War Sailor is one of the most horrifying war films in recent – and all – history as it explores the human cost that accompany war outside the battlegrounds; humanity torn down with the inescapable despair of lost souls.

Five stars for 'War Sailor'Five stars for 'War Sailor'

When I think of war films, I tend to immediately jump to the sensationalised action/dramas that picture war as a gruesome bloodbath, battalions painting battlefields as cries for King and country are drowned out by sonic shrapnel.

I think of Dunkirk’s tense soundtrack that left nail marks on my cinema seat; of Saving Private Ryan’s Omaha Beach, and Apocalypse Now’s helicopter blades, but writer and director Gunnar Vikene tosses aside the impassioned patriotism for a more human story; one that is grounded in European sensibilities and is more compelling for it.

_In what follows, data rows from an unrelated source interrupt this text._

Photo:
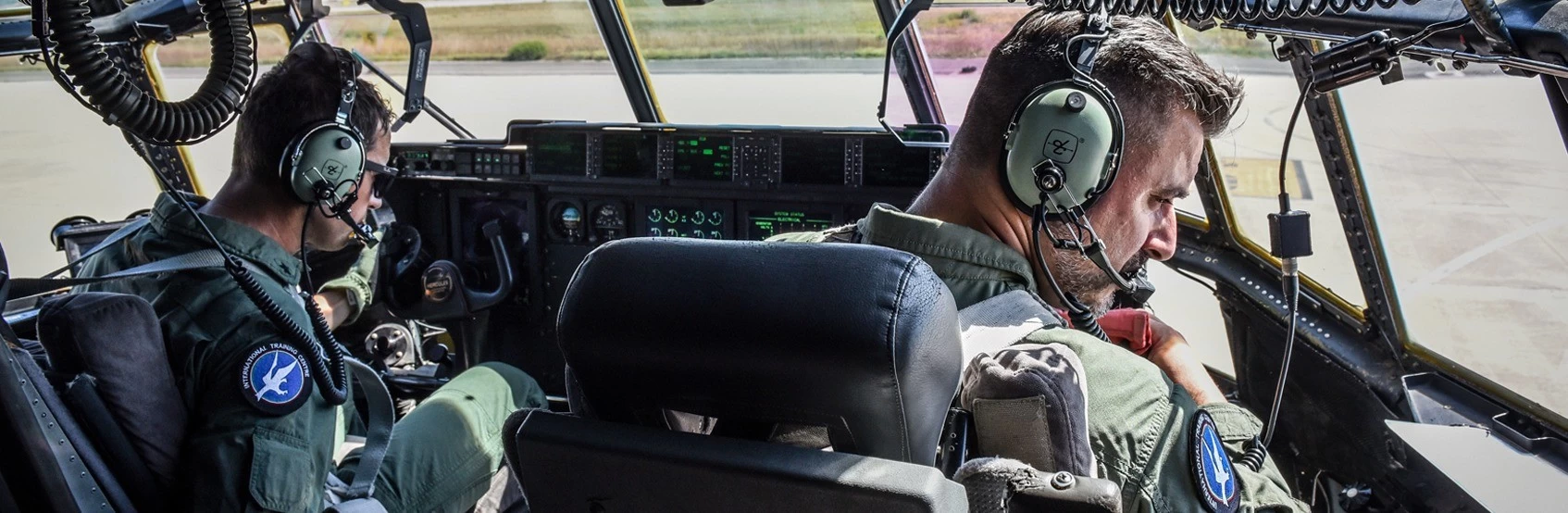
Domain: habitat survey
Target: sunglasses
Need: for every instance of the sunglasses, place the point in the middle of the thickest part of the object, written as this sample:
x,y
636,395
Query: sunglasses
x,y
383,182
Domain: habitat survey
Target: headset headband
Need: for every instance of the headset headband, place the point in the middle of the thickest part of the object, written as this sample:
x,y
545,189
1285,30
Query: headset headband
x,y
348,74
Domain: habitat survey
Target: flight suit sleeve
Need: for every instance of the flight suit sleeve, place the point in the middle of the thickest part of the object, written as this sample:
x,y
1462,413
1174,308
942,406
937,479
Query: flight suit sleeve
x,y
356,284
1263,490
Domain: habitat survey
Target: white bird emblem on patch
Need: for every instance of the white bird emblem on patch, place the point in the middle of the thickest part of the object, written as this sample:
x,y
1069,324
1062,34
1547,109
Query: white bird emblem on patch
x,y
275,379
1220,472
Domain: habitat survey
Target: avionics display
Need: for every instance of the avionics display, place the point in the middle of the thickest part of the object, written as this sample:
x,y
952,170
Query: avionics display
x,y
558,154
885,162
686,221
813,160
629,156
700,157
767,223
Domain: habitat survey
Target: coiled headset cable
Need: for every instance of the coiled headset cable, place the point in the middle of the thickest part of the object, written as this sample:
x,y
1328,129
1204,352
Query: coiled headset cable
x,y
1225,10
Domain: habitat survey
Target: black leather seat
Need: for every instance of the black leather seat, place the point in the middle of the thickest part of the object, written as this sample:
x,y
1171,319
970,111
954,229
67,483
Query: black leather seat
x,y
860,341
112,368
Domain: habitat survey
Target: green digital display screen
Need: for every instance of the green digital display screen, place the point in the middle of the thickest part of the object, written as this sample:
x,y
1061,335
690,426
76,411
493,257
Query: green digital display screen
x,y
700,157
767,223
558,154
629,156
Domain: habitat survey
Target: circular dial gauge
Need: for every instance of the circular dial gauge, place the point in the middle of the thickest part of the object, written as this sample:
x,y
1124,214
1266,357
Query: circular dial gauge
x,y
609,221
568,221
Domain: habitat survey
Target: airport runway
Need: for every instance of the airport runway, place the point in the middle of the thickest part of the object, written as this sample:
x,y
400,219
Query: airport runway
x,y
1470,214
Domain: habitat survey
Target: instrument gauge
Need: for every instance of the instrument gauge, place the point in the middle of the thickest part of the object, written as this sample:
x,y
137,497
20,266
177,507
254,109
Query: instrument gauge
x,y
609,221
566,221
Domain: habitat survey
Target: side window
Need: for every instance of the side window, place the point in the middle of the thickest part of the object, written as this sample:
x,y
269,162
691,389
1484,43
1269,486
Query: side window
x,y
56,160
492,63
1249,157
1470,210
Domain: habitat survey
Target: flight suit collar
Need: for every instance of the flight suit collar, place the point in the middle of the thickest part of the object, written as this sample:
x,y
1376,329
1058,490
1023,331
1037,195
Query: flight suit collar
x,y
958,251
178,228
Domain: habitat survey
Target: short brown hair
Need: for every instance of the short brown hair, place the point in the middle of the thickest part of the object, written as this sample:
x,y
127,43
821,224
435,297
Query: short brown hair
x,y
1142,63
293,96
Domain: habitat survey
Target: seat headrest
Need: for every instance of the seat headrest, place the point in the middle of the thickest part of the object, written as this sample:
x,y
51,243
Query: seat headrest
x,y
117,339
855,338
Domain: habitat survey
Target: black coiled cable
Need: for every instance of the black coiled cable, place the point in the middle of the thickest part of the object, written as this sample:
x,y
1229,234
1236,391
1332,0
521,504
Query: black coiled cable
x,y
1255,454
325,358
1225,10
146,117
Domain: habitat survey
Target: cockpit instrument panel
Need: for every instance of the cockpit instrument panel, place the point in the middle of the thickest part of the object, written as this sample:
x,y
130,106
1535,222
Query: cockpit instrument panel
x,y
568,187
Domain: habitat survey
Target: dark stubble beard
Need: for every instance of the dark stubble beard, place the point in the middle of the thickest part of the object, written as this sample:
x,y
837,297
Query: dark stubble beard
x,y
1089,282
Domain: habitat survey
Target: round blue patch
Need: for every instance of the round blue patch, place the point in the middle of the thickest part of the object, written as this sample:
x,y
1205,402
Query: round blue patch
x,y
1211,467
275,379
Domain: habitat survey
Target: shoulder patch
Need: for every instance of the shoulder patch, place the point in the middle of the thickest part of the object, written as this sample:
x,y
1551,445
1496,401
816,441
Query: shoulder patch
x,y
1211,468
275,379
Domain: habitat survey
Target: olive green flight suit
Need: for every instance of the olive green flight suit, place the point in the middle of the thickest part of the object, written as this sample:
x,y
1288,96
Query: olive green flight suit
x,y
1140,422
237,458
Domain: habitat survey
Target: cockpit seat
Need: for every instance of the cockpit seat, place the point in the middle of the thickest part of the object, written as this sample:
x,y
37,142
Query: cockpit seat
x,y
856,339
110,366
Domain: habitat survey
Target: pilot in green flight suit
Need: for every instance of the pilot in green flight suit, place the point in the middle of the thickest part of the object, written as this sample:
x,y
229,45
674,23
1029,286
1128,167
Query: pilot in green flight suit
x,y
1143,411
259,435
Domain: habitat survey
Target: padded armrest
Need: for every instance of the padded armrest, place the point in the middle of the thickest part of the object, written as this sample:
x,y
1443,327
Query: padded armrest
x,y
571,465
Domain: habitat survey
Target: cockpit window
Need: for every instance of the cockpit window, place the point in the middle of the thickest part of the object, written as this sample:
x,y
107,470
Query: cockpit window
x,y
1468,173
958,40
492,63
763,61
1249,156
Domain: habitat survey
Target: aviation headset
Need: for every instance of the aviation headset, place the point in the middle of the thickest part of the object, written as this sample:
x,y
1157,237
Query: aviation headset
x,y
1064,144
325,162
1062,153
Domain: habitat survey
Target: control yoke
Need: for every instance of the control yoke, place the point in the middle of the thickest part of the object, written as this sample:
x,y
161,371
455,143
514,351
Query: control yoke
x,y
444,295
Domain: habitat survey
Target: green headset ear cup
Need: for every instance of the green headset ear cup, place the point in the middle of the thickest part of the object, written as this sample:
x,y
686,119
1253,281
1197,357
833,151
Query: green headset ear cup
x,y
1073,124
328,153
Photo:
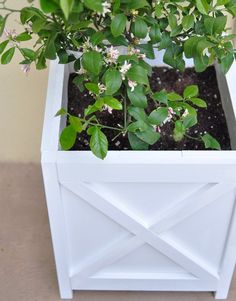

War Sailor, while firmly set in the throes of war, is a tragic epic that hones in on the effects that combat has outside the frontline and on those caught in conflicts that they don’t care for.

Norwegian lifelong friends and sailors Alfred (Kristoffer Joner) and Sigbjørn (Pål Sverre Hagen) are forced to enlist with the Allies, transporting ammunitions and supplies from Liverpool to Malta to New York while Alfred’s family waits for his return or worse, a letter with his name amongst the dead of a sunken ship.

Vikine spreads his decade-spanning epic across two-and-a-half hours, a run time that is growing in popularity but is rarely utilised to its full potential; this being one of those rare cases. As Alfred and Sigbjørn barely struggle to survive, Vikine uses his time efficiently and carefully, never repeating himself and always sticking to the same captivating goal: make it back home alive.

I now know which war film will always spring to mind

Yet the film is not without its action, except the telling difference between Hollywood’s romanticised heroics, and this is that all the combat is one-sided.

Bound by history’s blood… Pål Sverre Hagen & Kristoffer Joner. Image: Falkun Films.Bound by history’s blood… Pål Sverre Hagen & Kristoffer Joner. Image: Falkun Films.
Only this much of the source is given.